7.18.2015

Food Issues Book Club - A Talent for Necessity from Bringing It to the Table

Hello all!  Welcome to the NOiG Food Issues Book Club, wherein I read books about food stuff, summarize each book by chapter, and then attempt to apply that book chapter's ideas to the New Orleans food environment and/or my own experiences.  Fun right?!  Check out previous installations here.  I'd love it if you'd read along and join in!  And now, without further ado...

Bringing It to the Table: A Talent for Necessity, 1980

Summary:

This chapter focuses on Henry Besuden, a top breeder of Southdown sheep.  He managed to raise his animals on land that had been "corned to death."  "[H]is predicament became his education and, finally, his triumph."  He used a plow to even out deep gullies into "saucers" that allowed runoff to gently pool rather than cause erosion.  He chose grasses carefully, and even put weeds to strategic use.  After 23 years, the land was still not fully healed.

Despite his extraordinary flock, his priority was always the farm and not the show ring.  "He never forgot that the purpose of a sheep is to produce a living for the farmer and to put meat on the table."  Besuden feared that sheep, which he referred to as "land builders," would be removed from live stock programs after World War II.  "He had seen the handwriting on the wall: the new emphasis on row cropping and "production" which in the years after WWII would radically alter the balance of crops and animals on farms, and which, as he feared, would help to destroy the sheep business in his own state."  This fear did, in fact, come to fruition.
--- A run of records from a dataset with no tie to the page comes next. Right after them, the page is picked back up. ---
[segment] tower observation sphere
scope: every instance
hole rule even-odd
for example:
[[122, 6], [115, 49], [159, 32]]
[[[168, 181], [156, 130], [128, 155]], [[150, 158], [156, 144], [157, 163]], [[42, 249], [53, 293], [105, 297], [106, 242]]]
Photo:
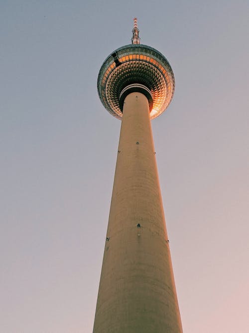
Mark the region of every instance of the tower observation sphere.
[[182, 333], [150, 120], [173, 98], [167, 59], [132, 44], [105, 60], [98, 91], [121, 119], [93, 333]]
[[113, 52], [104, 62], [98, 78], [100, 100], [119, 119], [122, 118], [124, 96], [137, 91], [136, 85], [149, 99], [151, 119], [168, 107], [175, 90], [174, 74], [167, 59], [154, 48], [140, 44], [126, 45]]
This essay, then, serves as another exploration of the types of farming practices espoused by Berry.  (Unsurprisingly, he again supports the idea of animals as commodity - despite acknowledging their suffering elsewhere.)  Besuden strove for "a way of farming compatible with nature," much as Berry does.  Per Berry, Besuden was "convinced that paying attention pays," setting him apart from industrial farmers who pay attention only to profits.